The %FEATURES variable would be populated in the logical fashion, derived partly or entirely from explicit declarations in the implementation code itself, and partly or not at all from user configuration or environment as is applicable. Entirely from code may be better so that this doesn't make the CONFIG or ENV or whatever vars redundant, or they could possibly overlap as makes sense, but my emphasis is on the code.

If we are going to go with this idea, and I give it my highest level of recommendation, it would stand to reason that the possible features to be tested for will be standardized and documented such as in a Synopsis.

I could start enumerating such a list if no one else wants to, but it would be long and would stand for a thought out design, like the tests themselves.

More broadly speaking, I think that a revisiting of the test hierarchy with a goal to it being able to scale better (see TASKS of Pugs), and a capabilities/features list could be done somewhat hand in hand. Features that tend to be implemented together can also be grouped together for testing, and tests could be grouped generally in dependency order, such that if feature A needs to be implemented before feature B can be implemented, feature A will be tested first. A trivial case of such organizing has started with 01-sanity and 02-test-pm being checked first, but that's as far as it goes so far.

As a Pugs hacker I can say that the immediacy of access to t/ is a
great benefit, and I would hate to lose that. But what's the best way
of granting that benefit to other implementations without crippling it
for anyone?

From the point of view of a *user* of Perl 6, one that gets it from CPAN, getting this to work is just a matter of packing the tests in such a way that they can be "installed" some how and be visible to the packages for Pugs or v6 or whatever.

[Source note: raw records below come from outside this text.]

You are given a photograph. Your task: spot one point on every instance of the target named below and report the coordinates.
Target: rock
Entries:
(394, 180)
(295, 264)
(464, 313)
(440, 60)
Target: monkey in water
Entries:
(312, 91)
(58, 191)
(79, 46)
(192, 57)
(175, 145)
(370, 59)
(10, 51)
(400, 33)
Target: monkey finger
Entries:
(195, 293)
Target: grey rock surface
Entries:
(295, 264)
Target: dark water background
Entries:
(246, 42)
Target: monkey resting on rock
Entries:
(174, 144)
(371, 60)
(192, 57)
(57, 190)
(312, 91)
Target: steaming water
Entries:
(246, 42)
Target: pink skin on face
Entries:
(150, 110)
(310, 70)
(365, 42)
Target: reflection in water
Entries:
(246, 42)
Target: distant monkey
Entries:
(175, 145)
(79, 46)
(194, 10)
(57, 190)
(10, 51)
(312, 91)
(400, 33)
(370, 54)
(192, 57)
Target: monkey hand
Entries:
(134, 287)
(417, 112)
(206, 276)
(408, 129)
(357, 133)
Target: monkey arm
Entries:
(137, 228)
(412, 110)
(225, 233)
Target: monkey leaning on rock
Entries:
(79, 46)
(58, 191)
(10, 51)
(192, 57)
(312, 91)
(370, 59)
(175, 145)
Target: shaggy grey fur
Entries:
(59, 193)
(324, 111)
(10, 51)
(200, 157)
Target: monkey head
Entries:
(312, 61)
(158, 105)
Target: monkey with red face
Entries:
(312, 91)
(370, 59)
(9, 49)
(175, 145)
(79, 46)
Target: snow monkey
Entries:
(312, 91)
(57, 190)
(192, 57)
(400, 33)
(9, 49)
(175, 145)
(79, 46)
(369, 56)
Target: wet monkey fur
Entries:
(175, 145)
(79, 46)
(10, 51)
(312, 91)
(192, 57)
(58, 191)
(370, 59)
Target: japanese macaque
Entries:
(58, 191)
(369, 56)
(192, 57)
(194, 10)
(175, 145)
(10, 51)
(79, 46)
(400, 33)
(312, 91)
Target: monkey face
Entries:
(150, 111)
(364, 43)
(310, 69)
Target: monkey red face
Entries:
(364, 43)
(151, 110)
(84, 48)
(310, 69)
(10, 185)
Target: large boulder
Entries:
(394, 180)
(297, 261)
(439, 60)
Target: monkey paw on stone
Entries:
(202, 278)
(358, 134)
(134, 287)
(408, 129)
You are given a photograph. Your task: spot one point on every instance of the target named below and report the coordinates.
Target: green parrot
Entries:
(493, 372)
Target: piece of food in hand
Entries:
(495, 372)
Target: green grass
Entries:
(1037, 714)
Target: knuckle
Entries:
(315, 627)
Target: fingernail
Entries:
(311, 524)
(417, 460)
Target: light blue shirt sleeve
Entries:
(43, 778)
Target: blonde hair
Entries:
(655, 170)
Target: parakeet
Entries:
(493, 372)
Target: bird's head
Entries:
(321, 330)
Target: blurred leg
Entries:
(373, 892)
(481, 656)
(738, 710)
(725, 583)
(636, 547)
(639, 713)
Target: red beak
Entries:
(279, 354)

This may require something unusual, because afaik, only "modules" typically get installed and become visible to other packages, while test scripts don't.

(I get around this perceived limitation with Rosetta by implementing all the backend-shared tests as Rosetta::Validator::* modules, which install with the framework and can be invoked like a module. But I don't know if something like that is feasible for a general Perl 6 test, so something else may be required.)

As for hackers working from version control, where immediacy of access to and seamless integration of updates of otherwise separately distributed components is important, I don't know exactly what to suggest as a solution but perhaps something that lets you checkout multiple SVN into a shared space where the pieces can see each other as if they were one big distro, and you can just test how the parts work together naturally. I don't know how to implement this, though.

As you can see, there are possibly wider and wider scopes of problems to
solve here and we can certainly choose not to attack every problem now.
But yes, let's get the discussion going (thanks, Darren, for starting
this thread) and come up with a plan, so that we can be ambitious and
realistic together.

I think it is very important to share whatever resources can be shared, for easier development and better quality results. If this causes a few hiccups short term, like test fails rather than skips, or all tests temporarily skipping, I think it is still worth it.